Twitter Sonnet #150
Lemons race on wet caffeine lubricant.
Zinc bees run afoul of taser stamen.
Fake gods can't fail a fevered supplicant.
Dizzy elves hurriedly talk X-Men.
Men trained with tigers easily beat cats.
Sushi endlessly rains on a paper.
Perception is boosted by many hats.
But it's never right to clothe a tapir.
Handwriting's straightened to sober ribbons.
It is hard to top fishnet silliness.
Ink's trapped in new digital white cabins.
Terrarium turtles hold giddiness.
Roads are paved with caterpillar stomachs.

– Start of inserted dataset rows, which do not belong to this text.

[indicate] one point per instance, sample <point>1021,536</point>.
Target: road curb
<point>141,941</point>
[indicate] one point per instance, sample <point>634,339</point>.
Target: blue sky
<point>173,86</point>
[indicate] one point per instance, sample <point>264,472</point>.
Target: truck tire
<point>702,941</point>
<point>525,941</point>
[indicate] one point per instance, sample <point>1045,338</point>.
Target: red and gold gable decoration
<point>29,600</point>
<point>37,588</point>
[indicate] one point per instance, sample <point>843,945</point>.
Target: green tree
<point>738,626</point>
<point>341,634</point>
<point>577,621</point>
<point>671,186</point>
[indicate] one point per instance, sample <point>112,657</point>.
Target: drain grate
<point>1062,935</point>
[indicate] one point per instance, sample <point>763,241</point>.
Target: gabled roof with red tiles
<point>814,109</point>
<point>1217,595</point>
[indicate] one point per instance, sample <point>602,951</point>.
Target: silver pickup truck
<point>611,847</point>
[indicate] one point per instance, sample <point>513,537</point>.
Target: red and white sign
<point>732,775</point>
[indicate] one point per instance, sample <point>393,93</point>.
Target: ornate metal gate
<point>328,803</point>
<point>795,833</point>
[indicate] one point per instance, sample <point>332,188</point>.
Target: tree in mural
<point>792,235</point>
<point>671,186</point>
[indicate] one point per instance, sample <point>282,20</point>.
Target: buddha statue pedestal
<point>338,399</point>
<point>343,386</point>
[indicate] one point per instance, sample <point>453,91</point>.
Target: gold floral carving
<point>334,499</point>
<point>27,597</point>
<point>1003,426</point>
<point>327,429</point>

Tread sympathy's in a Dalek annex.
Currently drinking from a cup of absinthe and a cup of coffee. It's not normally a time of day I'd have alcohol, but my thumb had started swelling a little bit after I'd picked up a caterpillar to-day. Come to think of it, those little hairs do look sort of treacherous;
I decided to soak the thumb in the strongest alcohol I had, which is absinthe, and then I couldn't let even that thimble full go to waste, so I put some water in and started drinking it. Even a tiny bit of absinthe sure goes a long way. I guess that's why this bottle has lasted me four years.
I saw about a million caterpillars to-day when I walked to the store, and even more squashed caterpillars on the path. All the exact same kind, too. I also took a picture of the river I walk across to get to the store;
And the daily duck invasion;
I walked to the store to-day because I didn't want to lose my parking space in front of the house. Yeah, it makes me feel like a crazy person, but I was really irritable yesterday for no apparent reason most of the time, and the littlest thing was setting me off. A family of realtors lives down the street and they just bought four more cars to add to their fleet parked all over the place on the street and they evidently decided my spot was going to be the permanent home for their new SUV. It occupied the spot when I got back from downtown Monday night. To-day, when I woke up and saw it was gone, I immediately went out and moved my car from where I'd parked it a block away.
I was going to march right over to their house yesterday and demand they move the SUV, but when I stepped outside, Snow ran up to me with an urgent look on his face like a little ambulance. And I realised being some kind of roving Andy Rooney just wasn't in my nature and anyway I had better things to do with my time.
I got angry again last night when I lost a chess game due to the timer running out. I started making just random stupid moves when I realised I only had one second left. It was incredibly irritating because, before that, I was so definitely winning. Unfortunately, I don't know how to turn off the clock on the boards I've been using lately in Second Life (it's an Italian club called Caissa, in case anyone's wondering). The clocks are all set for fifteen minutes, which pretty much just means if you experience a lot of lag (as I did last night) or you need to take your time to figure out a move here or there, you can basically expect your chess game to turn into a dice game at the end. It's not just me--I actually beat someone a week ago when his clock ran out, and it didn't feel remotely like an honest win. As soon as the time was almost up, he started playing like shit. How am I supposed to enjoy that, unless I'm completely puerile?
Though this basically means I play chess under forty-five minutes a night, usually three games. It's a more fulfilling experience than three hours in World of Warcraft, that's for sure, not to mention a lot cheaper, as in fourteen dollars a month versus free.
I was wound up after I signed off last night, and reading Crime and Punishment probably wasn't the best idea, as it got me wound up too. I don't think there's another writer who's ever lived better than Dostoevsky at rendering the natural freight train of human thought.